Linear and non-linear multivariate analysis in the quality control of industrial titanium dioxide white pigment

Abstract In order to establish an adequate analytical system for the quality control of industrially produced titanium dioxide white pigments, two multivariate linear calibration techniques, principal component regression (PCR) and partial least squares (PLS), are used to model the relationship between the important pigment property, change of colour, and its chemical composition. The results, in terms of accuracy, precision, suitability for quality control and analysis time are compared to those obtained with artificial neural networks (ANNs).
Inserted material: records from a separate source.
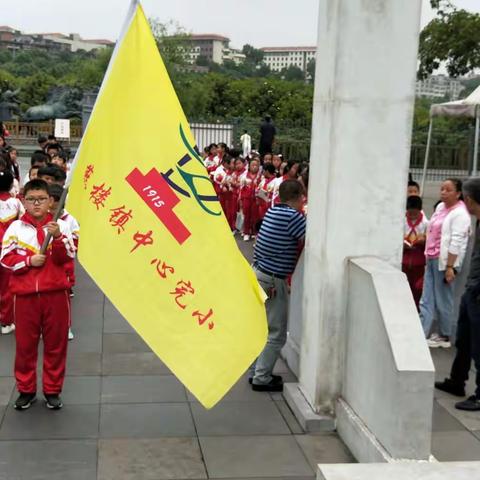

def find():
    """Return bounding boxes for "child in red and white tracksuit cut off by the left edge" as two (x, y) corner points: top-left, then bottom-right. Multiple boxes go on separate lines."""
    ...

(0, 170), (24, 335)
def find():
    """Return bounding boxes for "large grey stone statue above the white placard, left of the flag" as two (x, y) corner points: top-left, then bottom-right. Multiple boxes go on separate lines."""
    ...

(23, 87), (83, 122)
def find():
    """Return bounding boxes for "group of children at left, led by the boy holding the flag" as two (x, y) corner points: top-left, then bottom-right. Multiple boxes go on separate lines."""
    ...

(0, 136), (79, 410)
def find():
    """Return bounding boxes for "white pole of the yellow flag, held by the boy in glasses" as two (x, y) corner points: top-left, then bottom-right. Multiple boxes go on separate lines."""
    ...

(40, 0), (141, 255)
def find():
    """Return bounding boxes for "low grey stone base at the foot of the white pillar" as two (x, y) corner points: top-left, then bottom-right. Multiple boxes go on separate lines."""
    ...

(283, 383), (335, 433)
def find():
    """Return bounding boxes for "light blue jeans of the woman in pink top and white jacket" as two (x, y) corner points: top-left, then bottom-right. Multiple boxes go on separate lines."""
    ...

(420, 258), (455, 337)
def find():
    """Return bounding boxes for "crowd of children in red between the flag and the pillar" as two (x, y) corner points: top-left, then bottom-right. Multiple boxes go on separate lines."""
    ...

(203, 143), (308, 241)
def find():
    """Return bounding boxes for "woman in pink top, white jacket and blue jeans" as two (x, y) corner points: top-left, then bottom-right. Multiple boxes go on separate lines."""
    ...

(420, 178), (471, 348)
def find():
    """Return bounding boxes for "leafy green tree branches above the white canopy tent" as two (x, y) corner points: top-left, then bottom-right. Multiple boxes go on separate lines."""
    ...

(418, 0), (480, 78)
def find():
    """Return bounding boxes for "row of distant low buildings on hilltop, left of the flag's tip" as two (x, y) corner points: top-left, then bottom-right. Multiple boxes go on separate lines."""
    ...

(0, 26), (114, 52)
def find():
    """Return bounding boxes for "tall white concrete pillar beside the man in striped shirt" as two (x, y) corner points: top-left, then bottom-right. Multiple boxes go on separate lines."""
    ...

(299, 0), (421, 413)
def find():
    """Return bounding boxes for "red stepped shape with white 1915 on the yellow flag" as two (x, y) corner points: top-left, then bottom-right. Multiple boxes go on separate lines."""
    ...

(126, 168), (191, 245)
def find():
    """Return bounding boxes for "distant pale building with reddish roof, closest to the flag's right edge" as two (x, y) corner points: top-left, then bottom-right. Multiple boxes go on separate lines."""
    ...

(185, 33), (245, 65)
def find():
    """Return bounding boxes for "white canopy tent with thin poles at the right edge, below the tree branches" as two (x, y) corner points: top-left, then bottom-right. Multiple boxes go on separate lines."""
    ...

(421, 87), (480, 193)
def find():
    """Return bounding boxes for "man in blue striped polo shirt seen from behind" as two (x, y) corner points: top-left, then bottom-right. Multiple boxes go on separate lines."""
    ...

(250, 180), (306, 392)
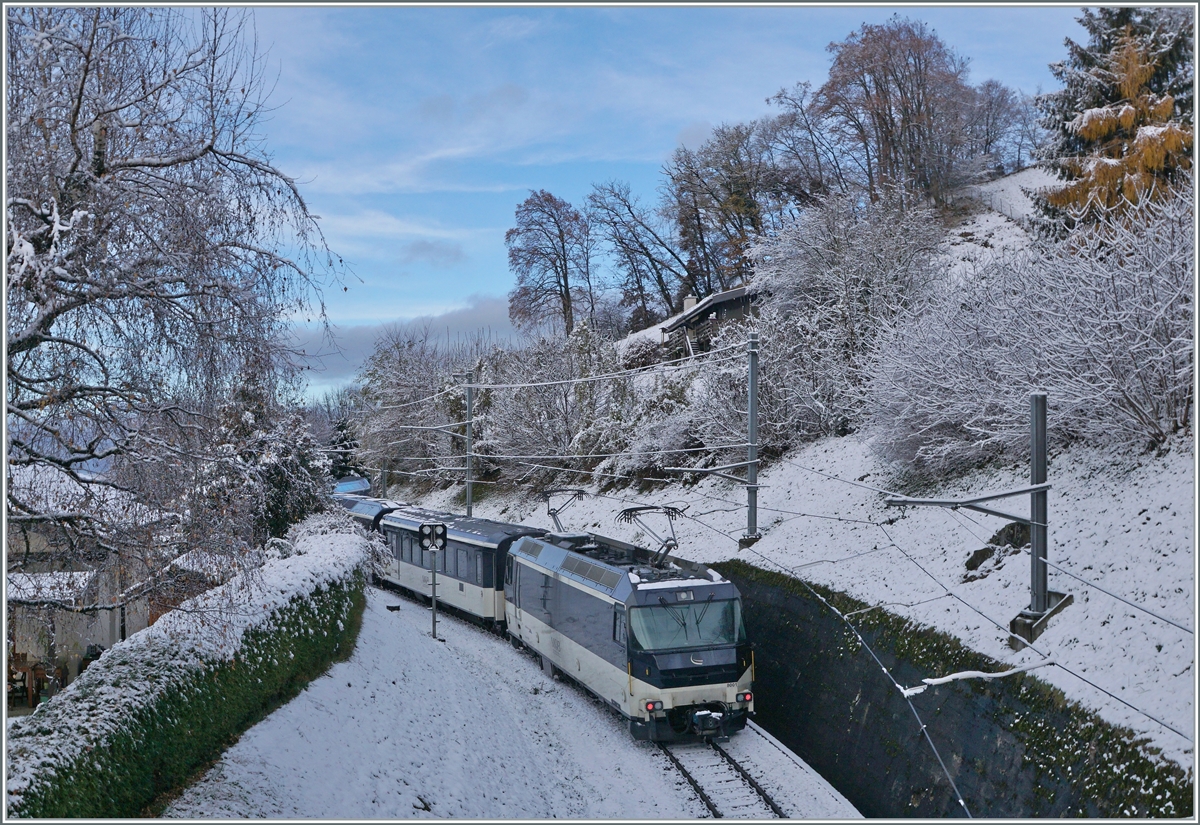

Two multivariate display techniques, principal component analysis (PCA) and correspondence factor analysis (CFA) together with two hierarchical clustering techniques, divisive and Ward's agglomerative hierarchical clustering, are also applied to the X-ray fluorescence data of the pigments samples so as to extract as much information as possible. Correlation coefficients obtained by PCR and PLS are 0.92 and 0.94, respectively. Both of them are higher than the already achieved correlation coefficient by ANNs [1], but the precision of the model derived by ANNs is better. It should also be pointed out that some important additional information about the relations between independent variables (chemical composition of the pigment samples) and about the influence of different oxide concentrations on the pigment property, which could be used in the controlling of the production process, was found out.